Historical Figures

Simone Signoret, actress and writer

Simone Kaminker , known as Simone Signoret (1921 – 1985), was a French actress and writer. She notably won a César for best actress for her role in La Vie avant soi .

First roles

Daughter of Georgette Signoret and André Kaminker, journalist of Polish origin, Simone Kaminker, born March 25 1921 in Wiesbaden, Germany, is the eldest of three children. During the Second World War, taking refuge in Brittany with her family, Simone studied in Vannes and was notably taught by Lucie Aubrac. In 1941, she returned to Paris and worked as a secretary for the collaborationist journalist Jean Luchaire. The daughter of the latter, Corinne Luchaire, is an actress and helps Simone to get into the figuration in the cinema. It was during this period that Simone began to use her mother's name as her stage name.

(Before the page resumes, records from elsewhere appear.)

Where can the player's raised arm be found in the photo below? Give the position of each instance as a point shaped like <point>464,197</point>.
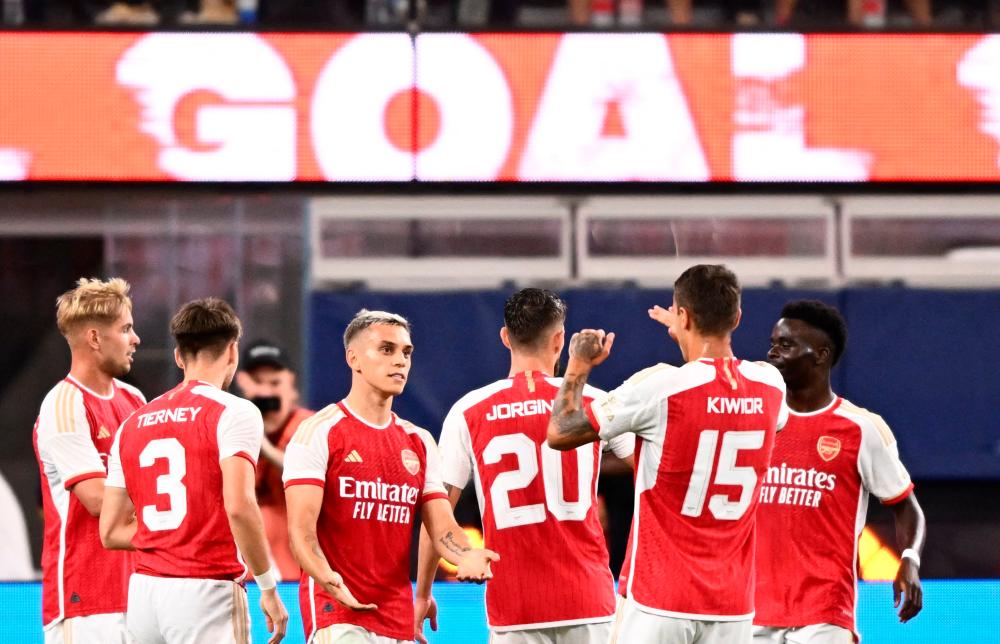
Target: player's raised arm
<point>911,530</point>
<point>569,426</point>
<point>453,544</point>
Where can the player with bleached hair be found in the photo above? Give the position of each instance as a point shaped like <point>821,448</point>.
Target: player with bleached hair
<point>356,478</point>
<point>83,585</point>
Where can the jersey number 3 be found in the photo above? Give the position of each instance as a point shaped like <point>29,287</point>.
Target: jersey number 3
<point>527,469</point>
<point>170,484</point>
<point>727,473</point>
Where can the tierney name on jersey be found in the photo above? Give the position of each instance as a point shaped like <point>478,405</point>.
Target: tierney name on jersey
<point>379,499</point>
<point>796,486</point>
<point>176,415</point>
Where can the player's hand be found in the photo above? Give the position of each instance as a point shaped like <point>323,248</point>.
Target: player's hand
<point>339,591</point>
<point>275,615</point>
<point>907,586</point>
<point>591,346</point>
<point>475,565</point>
<point>424,608</point>
<point>667,317</point>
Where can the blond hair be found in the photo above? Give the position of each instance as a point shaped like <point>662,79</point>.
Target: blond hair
<point>92,300</point>
<point>365,318</point>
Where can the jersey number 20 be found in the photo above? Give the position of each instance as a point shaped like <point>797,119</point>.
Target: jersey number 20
<point>526,452</point>
<point>170,484</point>
<point>726,473</point>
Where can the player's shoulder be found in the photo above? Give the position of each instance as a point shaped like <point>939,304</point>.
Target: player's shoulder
<point>763,372</point>
<point>224,398</point>
<point>131,390</point>
<point>414,431</point>
<point>870,424</point>
<point>320,423</point>
<point>482,394</point>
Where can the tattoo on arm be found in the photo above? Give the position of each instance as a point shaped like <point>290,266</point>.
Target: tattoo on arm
<point>448,541</point>
<point>567,409</point>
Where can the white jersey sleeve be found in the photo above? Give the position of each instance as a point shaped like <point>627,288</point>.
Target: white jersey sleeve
<point>882,473</point>
<point>240,430</point>
<point>116,475</point>
<point>64,438</point>
<point>307,455</point>
<point>432,477</point>
<point>455,449</point>
<point>634,407</point>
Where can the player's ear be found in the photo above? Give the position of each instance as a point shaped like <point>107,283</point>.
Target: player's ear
<point>505,337</point>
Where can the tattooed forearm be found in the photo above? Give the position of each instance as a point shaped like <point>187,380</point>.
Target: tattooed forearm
<point>448,541</point>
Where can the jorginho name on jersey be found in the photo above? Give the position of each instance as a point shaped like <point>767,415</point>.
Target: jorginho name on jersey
<point>72,438</point>
<point>374,481</point>
<point>539,507</point>
<point>813,507</point>
<point>167,456</point>
<point>707,430</point>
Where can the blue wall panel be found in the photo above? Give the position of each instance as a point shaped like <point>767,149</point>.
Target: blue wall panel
<point>954,611</point>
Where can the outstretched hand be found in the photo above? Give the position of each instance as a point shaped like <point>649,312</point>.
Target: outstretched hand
<point>339,591</point>
<point>424,608</point>
<point>907,587</point>
<point>475,565</point>
<point>591,346</point>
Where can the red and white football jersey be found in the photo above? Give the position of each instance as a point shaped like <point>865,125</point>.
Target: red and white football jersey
<point>167,456</point>
<point>813,506</point>
<point>707,431</point>
<point>375,480</point>
<point>539,506</point>
<point>72,439</point>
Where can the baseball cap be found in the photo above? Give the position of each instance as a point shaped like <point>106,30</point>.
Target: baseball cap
<point>264,353</point>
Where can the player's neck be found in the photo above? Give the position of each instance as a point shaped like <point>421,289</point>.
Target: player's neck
<point>373,406</point>
<point>810,396</point>
<point>92,377</point>
<point>519,363</point>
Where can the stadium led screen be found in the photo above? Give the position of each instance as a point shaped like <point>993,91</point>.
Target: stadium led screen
<point>499,107</point>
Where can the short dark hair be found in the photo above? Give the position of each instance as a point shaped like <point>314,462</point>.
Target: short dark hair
<point>209,324</point>
<point>711,294</point>
<point>528,313</point>
<point>823,317</point>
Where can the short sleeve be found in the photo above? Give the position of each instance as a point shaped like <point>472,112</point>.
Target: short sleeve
<point>240,432</point>
<point>882,473</point>
<point>307,455</point>
<point>116,475</point>
<point>64,438</point>
<point>634,407</point>
<point>622,445</point>
<point>455,449</point>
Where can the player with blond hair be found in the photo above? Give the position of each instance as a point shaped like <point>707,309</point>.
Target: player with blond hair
<point>181,493</point>
<point>84,585</point>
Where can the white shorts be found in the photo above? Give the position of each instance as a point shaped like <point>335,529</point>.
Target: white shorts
<point>105,628</point>
<point>633,626</point>
<point>168,610</point>
<point>350,634</point>
<point>814,634</point>
<point>598,633</point>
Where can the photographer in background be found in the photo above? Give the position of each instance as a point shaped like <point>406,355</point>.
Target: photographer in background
<point>267,379</point>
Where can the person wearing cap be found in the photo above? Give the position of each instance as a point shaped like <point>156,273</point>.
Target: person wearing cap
<point>267,379</point>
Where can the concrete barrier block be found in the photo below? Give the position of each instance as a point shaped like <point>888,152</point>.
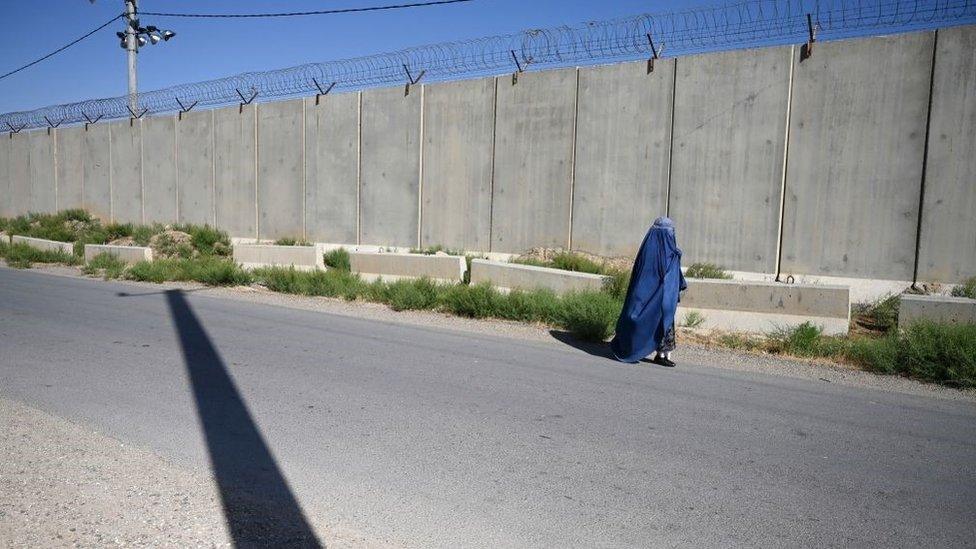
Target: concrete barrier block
<point>42,244</point>
<point>252,256</point>
<point>394,266</point>
<point>937,308</point>
<point>127,254</point>
<point>508,276</point>
<point>742,306</point>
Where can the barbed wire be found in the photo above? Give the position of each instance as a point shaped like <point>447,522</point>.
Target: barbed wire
<point>750,23</point>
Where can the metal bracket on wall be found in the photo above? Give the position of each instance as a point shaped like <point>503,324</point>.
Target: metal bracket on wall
<point>184,108</point>
<point>134,115</point>
<point>807,49</point>
<point>518,68</point>
<point>244,100</point>
<point>411,80</point>
<point>655,53</point>
<point>14,130</point>
<point>322,91</point>
<point>52,124</point>
<point>89,121</point>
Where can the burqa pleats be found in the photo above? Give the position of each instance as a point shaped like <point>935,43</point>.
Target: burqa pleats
<point>652,296</point>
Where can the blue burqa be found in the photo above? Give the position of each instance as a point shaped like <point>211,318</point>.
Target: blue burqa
<point>653,295</point>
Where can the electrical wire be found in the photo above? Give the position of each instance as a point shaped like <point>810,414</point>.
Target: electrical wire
<point>62,48</point>
<point>303,13</point>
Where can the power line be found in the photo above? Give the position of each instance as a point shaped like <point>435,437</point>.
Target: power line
<point>302,13</point>
<point>62,48</point>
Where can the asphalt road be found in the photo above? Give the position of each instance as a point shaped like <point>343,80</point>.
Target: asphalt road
<point>426,437</point>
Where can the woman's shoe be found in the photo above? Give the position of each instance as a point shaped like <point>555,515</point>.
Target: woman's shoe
<point>663,361</point>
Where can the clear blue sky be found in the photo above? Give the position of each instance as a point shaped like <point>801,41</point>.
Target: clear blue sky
<point>206,48</point>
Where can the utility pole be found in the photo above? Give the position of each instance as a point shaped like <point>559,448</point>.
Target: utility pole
<point>132,48</point>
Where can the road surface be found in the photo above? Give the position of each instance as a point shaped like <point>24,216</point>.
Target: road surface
<point>427,437</point>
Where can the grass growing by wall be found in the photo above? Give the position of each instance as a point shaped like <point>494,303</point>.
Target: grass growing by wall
<point>966,289</point>
<point>288,241</point>
<point>929,351</point>
<point>22,256</point>
<point>707,270</point>
<point>879,316</point>
<point>587,315</point>
<point>337,259</point>
<point>80,227</point>
<point>106,266</point>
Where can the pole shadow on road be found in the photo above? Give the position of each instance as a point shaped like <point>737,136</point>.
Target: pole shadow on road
<point>600,349</point>
<point>259,506</point>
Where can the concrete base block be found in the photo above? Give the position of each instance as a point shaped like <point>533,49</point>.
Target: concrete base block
<point>759,323</point>
<point>394,266</point>
<point>863,290</point>
<point>951,310</point>
<point>742,306</point>
<point>42,244</point>
<point>252,256</point>
<point>129,255</point>
<point>508,276</point>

In 1943, after several extra roles, she met Yves Allégret, a director with whom she had a daughter, Catherine, in 1946 and with whom she married in 1948. In 1946, she obtained her first significant role in the film Macadamia by Marcel Blistene; her interpretation earned her the Suzanne-Bianchetti prize for the most promising young actress the following year. In 1948 and 1950, Yves gave Simone two main roles:that of a prostitute in Dédée d’Anvers and that of a manipulative wife in Manèges . In 1949, Simone left her husband for the young singer Yves Montand, whom she married in 1951.

The Oscar for Best Actress

Simone Signoret subsequently obtained other leading roles, was successful and became a star, notably with her role as a prostitute in Casque d'or in 1951 or as a teacher in Les Diaboliques in 1954. She and her husband received many artists and intellectuals of the time in the house, including Jean-Paul Sartre, Simone de Beauvoir and Serge Reggiani. Close to the Communist Party, the couple went on tour in the countries of the Eastern bloc, but came back disillusioned and distanced themselves from the party.

In 1959, Simone and Yves moved to the United States. The following year, Simone became the first French actress to receive the Oscar for best actress, for her performance as an actress in the film Les Chemins de la haute ville . She then returned to France and played in many films, sometimes political, working in particular alongside Costa-Gavras, Jean-Pierre Melville, Jean Gabin, Alain Delon, or even Patrice Chéreau. In 1978, she won the César for best actress by playing Madame Rosa, a former prostitute survivor of Auschwitz who opened a clandestine boarding house, in La Vie avant soi .

From 1981, Simone began to have serious health problems, particularly due to her consumption of alcohol and tobacco. Operated of the gallbladder, it becomes slowly blind but continues in spite of everything its cinematographic career. Suffering from pancreatic cancer, Simone Signoret died at her home in Autheuil-Authouillet on September 30, 1985. She was buried in the Père-Lachaise cemetery, where Yves Montand would join her six years later.